Business Day (Johannesburg)

South Africa: Farmers, Millers Warn of Threat to Food Security

Johannesburg — SA MAY be perilously close to losing its status as a food-secure country, as grain farmers and millers warn that crumbling rural road networks and the contraction of Transnet's freight service are seriously impeding the country's ability to import, process and distribute basic foodstuffs.

About 35% of SA's population, or about 15-million people, are already chronically vulnerable to food insecurity, according to a Statistics SA poverty survey.
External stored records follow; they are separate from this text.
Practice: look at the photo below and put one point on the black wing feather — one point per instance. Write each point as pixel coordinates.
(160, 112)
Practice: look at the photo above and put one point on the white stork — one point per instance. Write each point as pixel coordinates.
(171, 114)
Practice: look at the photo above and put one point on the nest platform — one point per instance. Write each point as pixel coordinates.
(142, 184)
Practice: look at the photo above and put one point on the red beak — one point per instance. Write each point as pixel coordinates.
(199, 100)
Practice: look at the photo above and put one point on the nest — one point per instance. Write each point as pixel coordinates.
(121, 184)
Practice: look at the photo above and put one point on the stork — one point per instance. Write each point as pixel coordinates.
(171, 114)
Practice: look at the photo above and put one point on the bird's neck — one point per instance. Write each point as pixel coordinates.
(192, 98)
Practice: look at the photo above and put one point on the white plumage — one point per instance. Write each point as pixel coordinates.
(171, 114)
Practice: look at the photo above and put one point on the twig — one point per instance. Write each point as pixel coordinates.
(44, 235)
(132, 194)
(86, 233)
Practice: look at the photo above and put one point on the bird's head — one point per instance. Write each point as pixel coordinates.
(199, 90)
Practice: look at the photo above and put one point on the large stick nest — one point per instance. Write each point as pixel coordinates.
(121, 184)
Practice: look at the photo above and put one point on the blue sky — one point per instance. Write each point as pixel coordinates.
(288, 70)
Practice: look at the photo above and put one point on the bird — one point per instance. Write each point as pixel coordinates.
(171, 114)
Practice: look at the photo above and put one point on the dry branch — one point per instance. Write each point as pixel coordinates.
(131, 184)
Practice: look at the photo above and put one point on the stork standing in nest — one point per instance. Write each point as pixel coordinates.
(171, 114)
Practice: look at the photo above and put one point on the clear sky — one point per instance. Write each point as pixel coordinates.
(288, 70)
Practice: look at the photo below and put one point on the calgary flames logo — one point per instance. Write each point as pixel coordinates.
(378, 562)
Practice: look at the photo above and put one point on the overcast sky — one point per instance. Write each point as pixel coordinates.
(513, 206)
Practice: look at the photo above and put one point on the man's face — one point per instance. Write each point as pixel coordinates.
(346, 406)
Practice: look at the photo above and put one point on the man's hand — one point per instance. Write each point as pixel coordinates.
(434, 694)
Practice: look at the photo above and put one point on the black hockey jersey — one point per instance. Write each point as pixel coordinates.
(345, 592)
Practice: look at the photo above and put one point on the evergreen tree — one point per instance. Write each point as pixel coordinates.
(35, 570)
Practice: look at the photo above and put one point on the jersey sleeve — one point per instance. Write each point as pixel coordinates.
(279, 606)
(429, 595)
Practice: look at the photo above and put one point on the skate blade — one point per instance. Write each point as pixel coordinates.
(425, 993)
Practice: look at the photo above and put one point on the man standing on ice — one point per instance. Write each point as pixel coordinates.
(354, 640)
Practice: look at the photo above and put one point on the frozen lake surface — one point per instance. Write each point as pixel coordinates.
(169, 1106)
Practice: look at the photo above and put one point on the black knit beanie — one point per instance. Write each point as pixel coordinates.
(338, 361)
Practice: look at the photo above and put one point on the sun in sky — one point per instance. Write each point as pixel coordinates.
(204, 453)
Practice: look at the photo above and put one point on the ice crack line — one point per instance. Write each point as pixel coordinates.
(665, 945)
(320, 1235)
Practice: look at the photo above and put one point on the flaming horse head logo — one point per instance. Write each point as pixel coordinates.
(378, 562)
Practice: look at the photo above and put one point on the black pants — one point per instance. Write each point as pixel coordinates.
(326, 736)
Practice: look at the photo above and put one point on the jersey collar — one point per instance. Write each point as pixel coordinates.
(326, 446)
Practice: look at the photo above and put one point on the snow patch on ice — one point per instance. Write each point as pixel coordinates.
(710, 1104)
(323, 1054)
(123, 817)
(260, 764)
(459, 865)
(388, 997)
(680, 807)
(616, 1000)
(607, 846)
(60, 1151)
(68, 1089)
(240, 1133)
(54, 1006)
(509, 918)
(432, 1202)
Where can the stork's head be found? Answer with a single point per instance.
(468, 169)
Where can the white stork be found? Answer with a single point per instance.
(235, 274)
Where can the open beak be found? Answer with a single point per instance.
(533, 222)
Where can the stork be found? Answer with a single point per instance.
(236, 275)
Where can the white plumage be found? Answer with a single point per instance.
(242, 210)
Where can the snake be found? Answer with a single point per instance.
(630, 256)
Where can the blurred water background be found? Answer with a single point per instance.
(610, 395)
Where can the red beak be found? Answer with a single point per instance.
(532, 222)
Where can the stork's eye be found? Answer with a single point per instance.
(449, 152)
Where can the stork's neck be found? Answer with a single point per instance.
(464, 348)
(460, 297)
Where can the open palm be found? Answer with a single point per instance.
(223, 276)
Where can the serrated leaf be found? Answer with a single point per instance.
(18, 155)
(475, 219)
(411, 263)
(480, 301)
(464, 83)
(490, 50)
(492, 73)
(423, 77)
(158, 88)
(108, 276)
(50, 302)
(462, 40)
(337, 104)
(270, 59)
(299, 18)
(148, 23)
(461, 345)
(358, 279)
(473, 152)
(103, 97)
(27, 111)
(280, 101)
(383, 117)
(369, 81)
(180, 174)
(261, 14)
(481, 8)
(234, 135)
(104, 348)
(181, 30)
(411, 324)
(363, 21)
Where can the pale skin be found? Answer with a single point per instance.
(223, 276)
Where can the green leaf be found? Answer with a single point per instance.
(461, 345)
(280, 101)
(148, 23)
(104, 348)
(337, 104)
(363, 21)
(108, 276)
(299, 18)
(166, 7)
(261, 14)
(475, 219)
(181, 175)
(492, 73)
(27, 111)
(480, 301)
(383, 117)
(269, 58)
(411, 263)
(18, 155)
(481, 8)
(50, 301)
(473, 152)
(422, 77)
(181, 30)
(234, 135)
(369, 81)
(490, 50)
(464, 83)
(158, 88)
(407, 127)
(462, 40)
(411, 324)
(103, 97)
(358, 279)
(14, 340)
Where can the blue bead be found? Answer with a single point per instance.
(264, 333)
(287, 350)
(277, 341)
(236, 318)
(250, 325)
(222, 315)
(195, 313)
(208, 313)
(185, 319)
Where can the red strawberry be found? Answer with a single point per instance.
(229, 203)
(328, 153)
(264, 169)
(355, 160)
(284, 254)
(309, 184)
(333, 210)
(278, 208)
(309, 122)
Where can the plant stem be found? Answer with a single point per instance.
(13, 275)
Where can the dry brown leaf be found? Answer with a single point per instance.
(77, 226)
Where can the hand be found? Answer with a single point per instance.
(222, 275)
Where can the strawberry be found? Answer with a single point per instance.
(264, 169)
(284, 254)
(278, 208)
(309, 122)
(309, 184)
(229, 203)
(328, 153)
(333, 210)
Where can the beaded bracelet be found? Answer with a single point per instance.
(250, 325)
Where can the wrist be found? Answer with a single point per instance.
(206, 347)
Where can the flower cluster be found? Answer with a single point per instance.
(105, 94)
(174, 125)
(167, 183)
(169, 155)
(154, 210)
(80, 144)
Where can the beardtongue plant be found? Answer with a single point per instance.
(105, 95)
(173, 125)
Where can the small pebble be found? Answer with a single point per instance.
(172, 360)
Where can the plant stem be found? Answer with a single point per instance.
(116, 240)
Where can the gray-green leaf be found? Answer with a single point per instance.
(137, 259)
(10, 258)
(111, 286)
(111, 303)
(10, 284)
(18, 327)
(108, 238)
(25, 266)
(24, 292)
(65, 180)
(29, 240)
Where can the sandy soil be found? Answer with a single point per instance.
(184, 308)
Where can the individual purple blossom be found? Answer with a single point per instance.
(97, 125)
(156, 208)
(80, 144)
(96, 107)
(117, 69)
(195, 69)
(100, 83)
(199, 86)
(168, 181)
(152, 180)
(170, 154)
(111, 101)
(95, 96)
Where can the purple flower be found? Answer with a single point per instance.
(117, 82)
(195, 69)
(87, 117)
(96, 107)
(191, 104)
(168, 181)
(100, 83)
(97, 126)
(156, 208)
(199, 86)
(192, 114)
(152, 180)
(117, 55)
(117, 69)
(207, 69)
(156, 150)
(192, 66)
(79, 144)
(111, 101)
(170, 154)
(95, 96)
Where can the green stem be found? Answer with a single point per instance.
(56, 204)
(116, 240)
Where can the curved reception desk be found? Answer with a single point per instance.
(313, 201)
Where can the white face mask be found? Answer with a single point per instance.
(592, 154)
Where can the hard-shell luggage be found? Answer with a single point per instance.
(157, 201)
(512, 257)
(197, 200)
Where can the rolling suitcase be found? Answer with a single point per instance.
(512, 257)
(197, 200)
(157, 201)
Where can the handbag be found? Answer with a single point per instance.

Chronic food insecurity means people are malnourished. In worsening conditions, such as last year's food-price crisis, they could be subject to famine, for which there would be little relief if mass food aid could not be distributed.

The warning comes as wheat farmers in eastern Free State report their worst wheat crop in 30 years after late spring rains. Western Cape farmers also reported a poor crop.

While the agriculture department's crop estimate committee's latest figures forecast a near-normal harvest of 2,2-million tons, farmers put it closer to 1,5-million tons, analysts Forensies.com said this week.

A poor harvest means SA will have to ramp up imports. Millers are already importing wheat, notably from Argentina, to meet the quality requirements for their bread.

Chamber of Milling executive director Jannie de Villiers says the grain industry barely copes with keeping mills supplied in existing conditions. Added strain on the harbour and rail system when SA had to start importing grain in earnest would worsen the problem and greatly increase the country's vulnerability to food insecurity.

De Villiers said Transnet's subsidiary Freight Rail had chronically undersupplied rolling stock to silos. Demurrage charged by ships forced to wait because of delays at Durban harbour added at least R75m a year unnecessarily to the cost of producing bread.

Grain SA GM Kobus Laubscher confirmed the critical transport problems facing the grain industry, saying his organisation was deeply concerned about the threat to food security and the future of wheat farming.

"Farmers are struggling to bring their harvest to the silos via roads that they have to share with a greatly increased number of heavy vehicles," he said.

The poor harvest and difficulties caused by massively increased input costs during recent seasons mean many farmers will not plant wheat until conditions have changed.

Forensies.com analyst Philip Theunissen said domestic wheat-production capacity was being shifted to Argentina with the accompanying loss of jobs and an outflow of foreign exchange against an already huge deficit on the balance of payments.

Transnet spokesman John Dludlu acknowledged that the demand for rail transport sometimes exceeded supply of wagons, but denied the supply of rolling stock was inadequate.

"These wagons are not always utilised to their potential due to bottlenecks in the system caused by both rail and industry, but Transnet Freight Rail was in ongoing discussions with customers and the industry to increase efficiencies," Dludlu said.

"Given the seasonal nature of the (agricultural) industry, it would be uneconomical to provide additional capacity for short peaks, which then remained idle for nine months of the year."

Dludlu said agricultural imports in the Durban port were handled by Transnet Port Terminals (TPT) and other private terminal operators. TPT handled wheat and soya imports and met or exceeded the agreed discharge norms and had excess capacity.

Although rail transport is 30% cheaper than road transport, the ratio of rail to road transport had shifted drastically in the past three years, with road transport now accounting for 70% of grain shipped in SA.

Agriculture and Land Affairs Minister Lulu Xingwana urged commercial farmers last year to increase production, and reaffirmed her department's commitment to small-scale farming.